Moffat Virtue MV2
Report kindly supplied by Alan Cullen.

Alan Cullen tells the story of his lovingly restored Australian engine.

Part 1 - Introduction
Having a reputation as a collector of old stationary engines, an acquaintance approached me at a local rally and asked if I would be interested in a Moffat virtue to add to my collection. I already have a 3hp Moffat Virtue (MV3) that I restored four years ago and have successfully rallied since.
I have seen a few examples during that time, but only a very few. This latest Moffat Virtue is a 2hp MV2. There are apparently only 13 MV2 engines on the register in Australia and this is probably the only one in the UK. It has been in the country for some 3 to 4 years and most definitely has not been run while over here.

Part 2 - Finding and Making Parts
As the early photos show I was very lucky that it was so complete, it even had it’s original starting handle. As you can see some parts just had to be replaced, such as the fuel tank, which was full of rubbish and had some quite large holes in it, that weren’t shown on the original drawing – in the top side, and particularly in the underside. Soldering galvanised sheet material is not one of my strong points, but a friend in Norfolk copied the original (less the holes) and all is now well.
A new cam-follower had to be turned up to the correct size of ½ inch diameter, because someone had previously used only ⅜ inch, which would have chattered rather badly, so it was discarded. The cam gear was severely worn down, to points on the teeth, on the position where it strikes on firing each time. The carburettor (or ‘carby’ in Australia ) proved to be no real problem, it just needed a good clean and polish. On checking the handbook I noticed that there should obviously be a non-return valve on the suction side, so the internal ore had to be cleaned out and a suitable ball bearing added.
The piston rings were extremely well worn. Fortunately Trevor Maddock, an advertiser in Stationary Engine Magazine, was able to match them for a very reasonable price. So with the majority of new parts collected together, along with a repair job to the magneto body and a new set of contact points, all was well.

Part 3 - Making the Trolley
While working on the engine side of the project, my mind was working out how to design a trolley, complete with ‘cupboard’ on which to mount the cooling tank. The cooling tank had been purchased from a friend, who saw a particular shaped bin in an army surplus store. It was quite possible the liner for a public litterbin, but no matter what it was, it was ideal for my application.
I like to fit bearings on the axle, to make it easier to push around. So with all that taken care of, red oxide and black lustre were used for the trolley and for the engine, a good machinery enamel to the correct colour, matching the original 1937 paint found under the removable parts.
(Since Patrick Knight published the first ‘as found’ photo last October. I have had several answers from Australia telling me about the past of this particular engine, which helped me to, among other things, establish the date as 1937).
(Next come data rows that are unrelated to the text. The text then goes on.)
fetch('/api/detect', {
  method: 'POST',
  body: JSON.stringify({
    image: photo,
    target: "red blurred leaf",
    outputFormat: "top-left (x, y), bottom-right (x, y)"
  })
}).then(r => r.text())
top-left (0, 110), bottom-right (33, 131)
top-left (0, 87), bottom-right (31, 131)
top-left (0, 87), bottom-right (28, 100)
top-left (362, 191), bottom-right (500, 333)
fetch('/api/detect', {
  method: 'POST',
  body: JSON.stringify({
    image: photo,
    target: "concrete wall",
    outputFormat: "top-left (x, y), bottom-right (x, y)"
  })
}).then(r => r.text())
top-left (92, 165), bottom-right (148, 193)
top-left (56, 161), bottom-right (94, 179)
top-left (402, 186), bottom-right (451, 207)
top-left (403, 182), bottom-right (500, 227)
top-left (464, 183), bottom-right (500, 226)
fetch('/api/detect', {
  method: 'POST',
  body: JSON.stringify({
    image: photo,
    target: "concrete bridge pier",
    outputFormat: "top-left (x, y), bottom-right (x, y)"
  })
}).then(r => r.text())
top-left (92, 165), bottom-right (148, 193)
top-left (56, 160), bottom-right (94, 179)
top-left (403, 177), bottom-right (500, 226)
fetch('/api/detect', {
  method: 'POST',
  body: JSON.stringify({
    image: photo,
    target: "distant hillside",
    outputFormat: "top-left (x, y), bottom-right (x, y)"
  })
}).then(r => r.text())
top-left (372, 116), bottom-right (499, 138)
Part 4 - Getting it Together
Many, many hours have been spent between October 2003 and early March 2004. I did start logging the hours, but gave up in case I should have been spending some of that time on decorating the house.
Saturday, February 7, was the big day for the engine: after lots of work and still in red oxide, it started with just a few minor adjustments, and ran perfectly for a couple of hours, which was very rewarding. While still warm the head was tightened down.
The next job was to clean down the engine with methylated spirits and set about applying three good coats of gloss paint. Bear in mind that this was still winter, the workshop had to be heated for a couple of weeks.
Ken Cuming is a name you often see in the Stationary Engine Magazine. I’ve known Ken for a good while now, so I contacted him to arrange delivery of a suitable decal, which I quickly applied to the cooling tank.
So after all that, I now own an unusual MV2 and look forward to proudly rallying it. One last note to all those who assisted me in the project in any way: Thank you all and thanks to Lynne who made all the cups of tea to help make a job like this all the more enjoyable.